数分で到着したあと、【移動式冒険者ギルド宿屋】の中へと入ったところで、ふと気になった。
「エリンフィート。ユゼウ王国軍の方はどうなっている?」
「えっと……、ユウマの妹の使い魔のスライムが上手い具合に侵攻を食い止めているみたいね」
「なるほど……、それでアリアはどのへんに?」
「今は、こっちに向かってきているわね。ユゼウ王国軍の討伐に向かうようにエルフを経由して言う?」
「いや――、言う必要はない。俺の妹は人を簡単に傷つけるような非常識な人間じゃないからな。妹は心がやさしい子だからな……」
「――と、言う夢を見たんだ?」
後ろからリネラスが突っ込みを入れてきた。
「リネラス、俺の妹が戦闘狂な誤解を招く言い方は止めてくれ。妹のアリアはいつも……、お兄ちゃんお兄ちゃんと抱きついて甘えてくるようなとっても良い子なんだぞ?」
「「……」」
エリンフィートとリネラスが口を大きく開けて俺を見てくる。
俺は何か間違ったことでも言っただろうか?
よく分からないな。
「ずいぶんと強かみたね。これは一緒になったあと苦労するかも……」
「同情しますよ? ユウマと一緒になるなら危険物を飼いならす必要が出てきますし……」
「何の話しだ?」
無言のまま俺から距離を取ったエリンフィートとリネラスは俺と一緒になった後の話をしているがまったく意味が分からん。

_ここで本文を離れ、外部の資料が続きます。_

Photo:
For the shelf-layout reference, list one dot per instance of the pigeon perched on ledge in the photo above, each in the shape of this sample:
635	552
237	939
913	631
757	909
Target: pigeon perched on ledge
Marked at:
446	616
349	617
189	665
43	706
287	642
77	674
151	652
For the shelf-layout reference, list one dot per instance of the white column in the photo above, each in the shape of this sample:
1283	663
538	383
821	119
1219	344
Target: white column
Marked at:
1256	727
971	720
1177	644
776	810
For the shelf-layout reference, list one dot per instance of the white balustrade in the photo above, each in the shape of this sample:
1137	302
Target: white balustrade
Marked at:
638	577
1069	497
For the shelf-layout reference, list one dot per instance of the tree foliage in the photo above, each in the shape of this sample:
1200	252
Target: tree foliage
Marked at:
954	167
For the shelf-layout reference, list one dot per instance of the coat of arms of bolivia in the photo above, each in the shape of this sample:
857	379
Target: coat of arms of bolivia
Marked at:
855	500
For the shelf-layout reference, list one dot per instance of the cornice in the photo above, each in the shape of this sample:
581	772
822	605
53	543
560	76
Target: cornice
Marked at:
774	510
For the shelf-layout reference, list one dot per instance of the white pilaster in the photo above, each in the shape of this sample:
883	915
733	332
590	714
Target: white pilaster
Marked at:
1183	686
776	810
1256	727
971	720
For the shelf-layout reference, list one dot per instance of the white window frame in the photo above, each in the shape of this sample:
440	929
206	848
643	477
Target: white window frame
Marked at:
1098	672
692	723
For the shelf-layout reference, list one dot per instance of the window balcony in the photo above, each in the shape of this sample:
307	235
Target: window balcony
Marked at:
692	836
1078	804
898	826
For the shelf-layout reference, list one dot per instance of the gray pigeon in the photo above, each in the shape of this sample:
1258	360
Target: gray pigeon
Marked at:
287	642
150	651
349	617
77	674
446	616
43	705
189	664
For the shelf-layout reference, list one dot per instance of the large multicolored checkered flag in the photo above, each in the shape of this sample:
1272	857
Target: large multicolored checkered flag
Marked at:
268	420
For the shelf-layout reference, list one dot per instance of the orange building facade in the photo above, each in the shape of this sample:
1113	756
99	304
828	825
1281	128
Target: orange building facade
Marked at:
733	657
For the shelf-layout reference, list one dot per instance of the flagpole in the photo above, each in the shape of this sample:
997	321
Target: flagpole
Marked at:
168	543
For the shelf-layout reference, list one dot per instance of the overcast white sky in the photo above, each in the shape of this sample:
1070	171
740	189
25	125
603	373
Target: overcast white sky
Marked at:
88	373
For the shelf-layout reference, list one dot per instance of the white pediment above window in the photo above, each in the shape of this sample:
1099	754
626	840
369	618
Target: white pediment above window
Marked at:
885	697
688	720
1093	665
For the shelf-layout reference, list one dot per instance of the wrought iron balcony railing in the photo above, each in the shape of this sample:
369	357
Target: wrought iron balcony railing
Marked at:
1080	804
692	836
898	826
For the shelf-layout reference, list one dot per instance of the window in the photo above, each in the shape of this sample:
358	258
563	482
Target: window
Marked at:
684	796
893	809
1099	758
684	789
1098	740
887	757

同じギルドのメンバーなのだから、一緒も何もないだろうに。
それに危険物を飼いならす必要という話も心当たりがないこともない。
おそらく妹が使役しているドラゴンの事を言っているのだろうが、そのへんはダンジョンに戻せばいいと考えている。
「「こっちの話よ!」」
どうやら俺にはあまり言いたくない内容のようだな。
まぁ、すでに二人が話していた断片的な情報を繋ぎ合わせることで大まかな事情を俺は察している。
こう見えても俺は人の話を途中まで聞いて結論を導くことに関しては天才的な感を持っているからな。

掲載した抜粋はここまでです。